MTN Group reported a 69% drop in full-year earnings due to Nigerian naira devaluation and operational issues in Sudan. The group’s HEPS fell to 98 cents, while pre-tax losses in Nigeria exceeded 200%. Strategic initiatives are in place for recovery, and service revenue showed resilience in specific markets, despite an overall decline.
MTN Group, the largest telecom operator in Africa, experienced a significant 69% decline in its full-year earnings. This downturn was primarily attributed to the devaluation of the Nigerian naira and operational difficulties in Sudan. As reported, the group’s headline earnings per share (HEPS) dropped from 315 cents in 2023 to 98 cents for the year ending December 31.
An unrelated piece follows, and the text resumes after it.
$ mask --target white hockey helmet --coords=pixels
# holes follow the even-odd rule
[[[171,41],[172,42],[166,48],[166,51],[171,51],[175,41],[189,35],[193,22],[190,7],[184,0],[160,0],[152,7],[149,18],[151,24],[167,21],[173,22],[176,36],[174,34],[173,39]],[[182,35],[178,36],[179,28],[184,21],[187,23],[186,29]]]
Nigeria has faced persistent dollar shortages, prompting authorities to devalue the naira as part of measures aimed at stabilizing the currency and attracting foreign investment. Meanwhile, high inflation and interest rates have escalated costs, leading to MTN Nigeria’s pre-tax loss exceeding 200%, reaching 550.3 billion naira ($355.76 million).
To address these challenges, MTN Nigeria has initiated several strategies to restore profitability, including renegotiating tower leases and implementing a tariff increase approved in January. Group CEO Ralph Mupita expressed cautious optimism regarding recovery, stating, “That pain which we’ve had for 18 months, is abating somewhat… the business is growing very strongly.”
In Sudan, the group’s performance was adversely affected by ongoing armed conflicts, which led to impairments totaling 11.7 billion rand ($643.40 million). Mupita noted signs of recovery, with some sites in conflict areas, such as Khartoum, beginning to resume operations.
MTN Group reported a 15% decrease in service revenue, down to 177.8 billion rand, although revenue increased by 14% in constant currency. Additionally, the company recorded a 3.1% rise in service revenue within South Africa, bolstered by performance in data, fintech, digital, and enterprise sectors. The group declared a final dividend of 345 cents per share and anticipates a minimum dividend of 370 cents in the upcoming financial year ending December 2025.
In summary, MTN Group has faced significant challenges, primarily due to the devaluation of the Nigerian naira and operational issues in Sudan, leading to a substantial decrease in earnings. However, the company is implementing strategic measures to recover profitability in Nigeria and showing signs of eventual recovery in Sudan. Despite a decline in overall service revenue, MTN continues to anticipate future growth and maintain dividend payouts for its shareholders.